11/15/2003

Lingua afunkalhada...

O desabafo do João Ratão provoca-me alguns comentários.
Lembro-me de Karl Kraus (o grande crítico da linguagem) dizer que se a língua está em ordem, o mundo está em ordem. A língua é um espelho, não apenas daquele que a usa (ou que julga que a usa: muitas vezes é ela que dele se serve) mas também do mundo e da visão que dele se tem. A minha preocupação nem são tanto os acórdãos do tribunal mas antes o lamaçal da língua que ouvimos e sobretudo lemos em algumas áreas da nossa sociedade. Ao ler algumas secções da nossa imprensa sinceramente que me sinto mal com uma língua que tem potencialidades para dizer realidades que podem não nascer dela mas que ela está com certeza em condições de assimilar à sua própria matéria, sem precisar de se vestir de remendos estranhos, de tapar buracos com pensos rápidos vindos de fora. Não, não sou um purista, mas sinto uma desfiguração da língua através da proliferação selvagem de empréstimos em bruto, tirados do inglês e lançados sem mais para o meio da frase portuguesa em áreas como a economia, a comunicação, a publicidade, a informática... Aquela língua com certeza que não pode ser a pátria de ninguém, seja em que sentido for (bem sei que a economia há já muito que é apátrida).

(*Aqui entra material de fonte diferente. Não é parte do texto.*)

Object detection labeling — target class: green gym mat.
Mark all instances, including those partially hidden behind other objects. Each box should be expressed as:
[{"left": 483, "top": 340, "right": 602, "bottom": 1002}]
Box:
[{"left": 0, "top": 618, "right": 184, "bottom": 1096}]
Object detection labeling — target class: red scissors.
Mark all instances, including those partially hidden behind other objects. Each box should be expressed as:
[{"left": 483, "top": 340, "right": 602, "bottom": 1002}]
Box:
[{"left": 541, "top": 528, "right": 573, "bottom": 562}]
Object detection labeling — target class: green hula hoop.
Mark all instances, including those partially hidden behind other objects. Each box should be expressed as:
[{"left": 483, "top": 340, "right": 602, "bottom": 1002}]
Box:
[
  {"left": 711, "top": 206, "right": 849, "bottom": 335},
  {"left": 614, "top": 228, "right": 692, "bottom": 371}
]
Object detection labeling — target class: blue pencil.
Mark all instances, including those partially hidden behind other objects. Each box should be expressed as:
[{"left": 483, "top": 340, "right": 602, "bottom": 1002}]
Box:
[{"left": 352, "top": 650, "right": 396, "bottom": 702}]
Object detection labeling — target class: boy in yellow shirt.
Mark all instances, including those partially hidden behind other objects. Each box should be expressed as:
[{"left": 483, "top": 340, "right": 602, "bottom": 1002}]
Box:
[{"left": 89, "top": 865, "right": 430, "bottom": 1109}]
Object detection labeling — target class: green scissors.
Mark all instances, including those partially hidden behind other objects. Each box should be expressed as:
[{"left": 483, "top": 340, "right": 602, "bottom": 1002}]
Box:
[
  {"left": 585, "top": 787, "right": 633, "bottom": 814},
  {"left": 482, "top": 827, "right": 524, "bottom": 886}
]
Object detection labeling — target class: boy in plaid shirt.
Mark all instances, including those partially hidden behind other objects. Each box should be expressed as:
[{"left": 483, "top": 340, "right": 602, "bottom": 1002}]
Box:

Imaginemos agora alguém à procura de emprego que procura salvação nos anúncios dos nossos jornais. Vê-se às aranhas para entender o que se pede. Na posição dosponível terá que "reportar" à direcção comercial europeia. A empresa é product-leader no mercado. O candidato terá que envolver-se constantemente em acções de merchandising ou conciliar a actividade de researcher com uma forte cooperação na área de new business / client service. O que vai ganhar não se chama vencimento, ordenado, jorna, salário ou comissão mas sim qualquer coisa que ele tem que descodificar primeiro para saber se vale a pena: package remuneratório. E depois de alguém lhe explicar como é que lhe vão empacotar o que ganha, tem de estudar bem a situação não vá o "plafonamento" dos seus impostos fazê-lo receber metade do que tinha calculado. Só depois pode decidir a qual lugar se candidata. E não lhe falta por onde escolher: desde key account a country manager, passando por researcher ou comptroller e até ao muito cobiçado lugar de spare parts manager. Se nada disto lhe agradar sempre pode tentar outros caminhos, por exemplo numa joint venture numa das muitas tranches do mercado com futuro para os jovens business men portugueses. De qualquer forma, parace que o marketing é sempre um must. Se o marketing business to business não der há sempre o marketing mix sem perder de vista o targeting e seguir religiosamente o princípio do customer care.
E a imaginação em português, a criatividade na própria língua? É coisa que alguns criadores, publicitários, por exemplo, de resto muito criativos, parecem não ter. Ou então é o cliente que lhe corta essas possibilidades. De qualquer forma, o que Karl Kraus dizia sobre a língua e o mundo parace até nem se aplicar aqui: a língua, a nossa, anda afunkalhada e o mundo, pelo menos o da alta finança, nunca esteve melhor.
Fico por aqui porque parece que o meu laptop vai crashar!!!!!